Znowu, po latach, jestem w Izraelu. Szczególny naród, szczególny kraj. Żydowska wyspa na arabskim oceanie – patrząc z demograficznego punktu widzenia. Który to mój pobyt w regionie zwanym w Polsce Bliskim Wschodem a na całym zachodnim świecie – „Środkowym Wschodem”? Ósmy? Dziewiąty? W tym jednak dwa pobyty w Autonomii Palestyńskiej, raz jako oficjalny obserwator wyborów z ramienia Parlamentu Europejskiego.

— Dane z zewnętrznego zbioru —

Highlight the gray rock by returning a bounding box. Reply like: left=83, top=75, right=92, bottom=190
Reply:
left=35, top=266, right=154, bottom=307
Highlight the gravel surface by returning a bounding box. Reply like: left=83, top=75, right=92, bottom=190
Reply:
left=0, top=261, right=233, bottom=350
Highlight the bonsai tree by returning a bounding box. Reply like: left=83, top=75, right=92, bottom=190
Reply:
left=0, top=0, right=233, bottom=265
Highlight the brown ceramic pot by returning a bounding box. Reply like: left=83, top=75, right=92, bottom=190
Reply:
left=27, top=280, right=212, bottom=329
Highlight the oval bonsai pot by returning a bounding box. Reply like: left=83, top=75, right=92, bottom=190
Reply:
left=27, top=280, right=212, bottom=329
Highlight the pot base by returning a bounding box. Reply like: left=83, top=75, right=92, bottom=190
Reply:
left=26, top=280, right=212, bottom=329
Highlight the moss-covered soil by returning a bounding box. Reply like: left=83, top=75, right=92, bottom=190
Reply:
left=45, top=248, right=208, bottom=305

Kto jeździ tylko do Izraela, a nie był nigdy w Autonomii, na Zachodnim Brzegu w strefie Gazy lub kto jeździ tylko do Autonomii, a nie rozmawia z Żydami w Tel-Avivie, Jerozolimie czy opiewanej przez Marka Hłaskę Hajfie, nie zrozumie relacji izraelsko-palestyńskich wciąż przecież przypominających węzeł gordyjski.

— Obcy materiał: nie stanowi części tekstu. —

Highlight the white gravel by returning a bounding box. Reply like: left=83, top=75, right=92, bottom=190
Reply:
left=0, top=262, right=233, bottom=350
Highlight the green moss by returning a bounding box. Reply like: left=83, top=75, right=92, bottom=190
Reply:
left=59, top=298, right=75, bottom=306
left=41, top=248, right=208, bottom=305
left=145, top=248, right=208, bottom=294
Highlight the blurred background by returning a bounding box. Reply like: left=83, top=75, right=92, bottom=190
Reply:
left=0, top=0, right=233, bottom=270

Pamiętam rożne wizyty na ziemi izraelskiej, na której zresztą coraz więcej jest Palestyńczyków (wyższy wskaźnik urodzin, mimo że w tradycyjnych rodzinach żydowskich też jest on duży). Wtedy, gdy obserwatorom na wybory dawano kamizelki kuloodporne. Wtedy, gdy pojechałem do Hebronu, obawiając się nie tyle strać Żydów z Palestyńczykami, ale walk pomiędzy Żydami: osadnikami, zwykle bardzo religijnymi i żołnierzami izraelskimi, którzy musieli usuwać ich z nielegalnie zajętych domów ‒ wbrew planowi pokojowemu uzgodnionemu z Palestyńczykami. Wtedy, gdy przyjął mnie sędziwy prezydent Szimon Peres. Wtedy, gdy rozmawiałem z Polkami, żonami Palestyńczyków z Autonomii, przerażonymi o los swoich rodzin i poczuwających się do polskości dzieci.

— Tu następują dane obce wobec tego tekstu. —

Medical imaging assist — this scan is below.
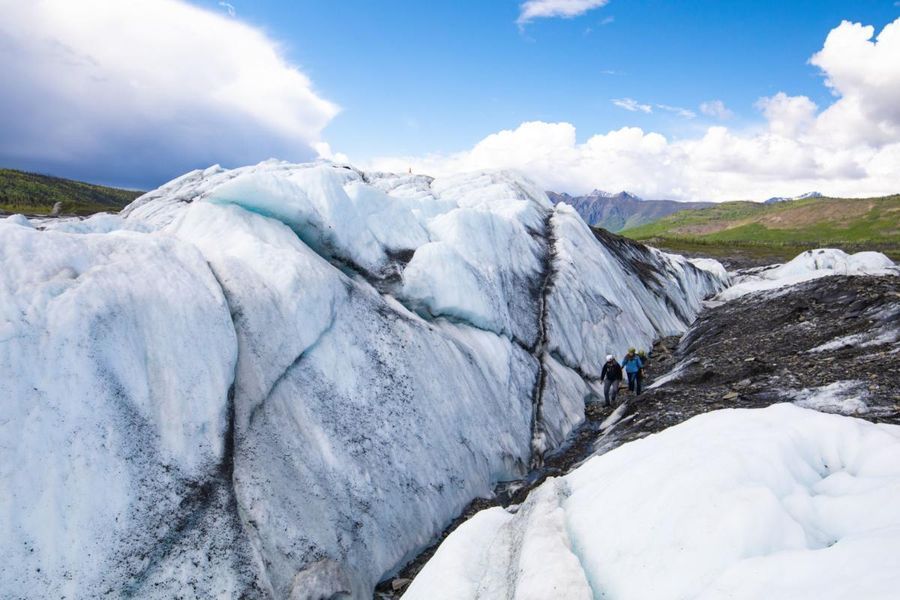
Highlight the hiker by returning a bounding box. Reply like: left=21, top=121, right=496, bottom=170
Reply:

Tym razem byłem w Izraelu jako przedstawiciel AECR czyli Alliance of European Conservatives and Reformists ‒ europejskiej partii zrzeszającej ugrupowania konserwatywne, eurorealistyczne i wolnorynkowe (a wśród nich brytyjska, rządząca Partia Konserwatywna, polski PiS, założony przez byłego prezydenta Czech Vaclava Clausa ODS, rządząca Turcją partia prezydenta Erdogana i premiera Davatoglu AKP oraz szereg innych ugrupowań zarówno ze „starej”, jak i „nowej” Unii, ale też państw, które w UE nie są, choćby cztery partie z Kaukazu Południowego, Partia Postępu rządząca Islandią czy ugrupowanie z Bośni skupiające miejscowych Chorwatów).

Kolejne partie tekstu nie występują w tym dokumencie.